Questions à Camille Desforges, médecin en soins palliatifs

Camille Desforges, médecin en soins palliatifs

Poitevin d’origine, Camille Desforges a suivi son cursus universitaire à Poitiers. Il intègre le service de soins palliatifs du CHU d’abord comme assistant, puis en tant que praticien hospitalier depuis un an. Formé en médecine générale, il s’est spécialisé en passant un diplôme d'étude spécialisée complémentaire en soins palliatifs et médecine de la douleur, complété par un diplôme interuniversitaire en soins oncologiques de support (Paris Descartes) et une capacité douleur, qu’il termine cette année.

Vous définissez les soins palliatifs comme une médecine avant tout humaniste et éthique. Pouvez-vous nous expliquer pourquoi ?
Pendant mon internat, j’ai longtemps hésité entre la médecine palliative et la médecine carcérale. Deux disciplines bien différentes mais qui présentent un point de convergence essentiel : celui d’appréhender la maladie à travers le prisme du malade – et non le malade à travers le prisme de la maladie – en s’intéressant autant à la personne, son histoire de vie, son environnement, qu’à ses symptômes… lorsque les spécialités d’organe s’intéressent, de façon complémentaire, à la technicité et à la performance, qui sont par ailleurs nécessaires. Et puis, à force de repousser les limites de la médecine, nous avons créé des situations de plus en plus complexes, qui soulèvent de nouveaux questionnements éthiques et impliquent une réflexion collégiale et posée. L’équipe mobile de soins palliatifs est de plus en plus sollicitée par les autres services de l’hôpital (ORL neurologie, gériatrie, etc.) pour une aide à la décision éthique. Cela demande de prendre du temps avec le patient, sa famille et les soignants, un temps que les équipes n’ont pas forcément.

La médecine palliative est donc une médecine sur la durée, qui nécessite une réflexion à la croisée des spécialités. Parvenez-vous à répondre à toutes les demandes ?
Si les soins palliatifs s’adressent à tout patient souffrant d’une maladie grave et incurable, l’unité de soins palliatifs s’adresse à ceux d’entre eux qui se trouvent dans une situation dite « complexe » du fait de symptômes réfractaires, de problèmes familiaux, de souffrance morale et/ou de dilemmes éthiques. C’est la multiplicité de ces critères qui fondent la complexité, critère d’admission principal. Il n’y a que dix lits de ce type pour le département de la Vienne et même au-delà. Avec l’équipe mobile, nous intervenons également dans les autres services de l’hôpital, mais il reste une forte demande du domicile et des Ehpad que sous aimerions pouvoir combler. La réouverture à la rentrée du DIU accompagnement et soins palliatifs, dont j’ai rejoint de comité pédagogique, va permettre de répondre pour partie à cette demande en formant des médecins et des soignants qui interviendront hors de l’hôpital.
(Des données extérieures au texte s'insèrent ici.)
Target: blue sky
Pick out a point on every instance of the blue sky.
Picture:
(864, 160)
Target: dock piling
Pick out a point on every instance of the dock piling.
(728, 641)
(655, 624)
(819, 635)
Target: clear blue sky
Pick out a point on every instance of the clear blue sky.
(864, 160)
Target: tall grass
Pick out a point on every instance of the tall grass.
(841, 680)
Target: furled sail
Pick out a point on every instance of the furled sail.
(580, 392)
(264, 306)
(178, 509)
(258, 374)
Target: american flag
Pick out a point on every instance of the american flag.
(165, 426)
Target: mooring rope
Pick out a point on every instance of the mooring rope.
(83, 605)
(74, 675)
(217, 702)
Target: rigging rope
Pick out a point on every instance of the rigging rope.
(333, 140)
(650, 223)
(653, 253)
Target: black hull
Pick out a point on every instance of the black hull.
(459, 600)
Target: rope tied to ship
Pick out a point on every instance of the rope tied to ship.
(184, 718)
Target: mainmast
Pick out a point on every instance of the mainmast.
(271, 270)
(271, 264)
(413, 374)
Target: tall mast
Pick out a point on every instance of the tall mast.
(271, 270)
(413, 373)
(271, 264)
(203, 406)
Nous travaillons aussi sur les alternatives à l’hospitalisation, qui concernent surtout des patients qui se retrouvent dans une impasse sociale. Il pourrait s’agir d’accueil familial pour personnes isolées ou d’appartements de coordination thérapeutique, nous sommes en attente de terrains d’expérimentation.

Quels liens entretenez-vous avec l’espace régional de réflexion éthique ?
Je fais partie du groupe de soutien et à ce titre je participe à l’organisation des manifestations (cafés, journées éthiques), ainsi qu’à la consultation d’éthique. Je souhaite poursuivre ma contribution aux travaux de recherche, comme c’est le cas actuellement sur les directives anticipées par exemple.

Regrettez-vous que le projet de loi Claeys-Leonetti sur la fin de vie n’ait pas pu aboutir en juin dernier suite à son rejet par le Sénat ?
Je reste convaincu que cette loi verra le jour, bien que je trouve la loi actuelle suffisante au vu des pratiques existantes en soins palliatifs. Selon moi, on ne peut traiter toutes les situations particulières dans une loi, et à vouloir imposer un cadre trop précis, on risque de se priver d’une réflexion collégiale toujours subtile, s’intéressant à la singularité de chaque situation, qui fait toute la richesse des soins palliatifs. Cette proposition de loi répond surtout à une demande forte de la société de replacer le malade au coeur de la décision, souvent par méconnaissance des textes existants. Je souhaite que les décisions de limitation de traitement et/ou de sédation profonde ne soient pas seulement la réponse à une procédure légale, et que l’expertise des équipes mobiles de soins palliatifs continue d’être sollicitée pour de vraies délibérations collégiales et constructives.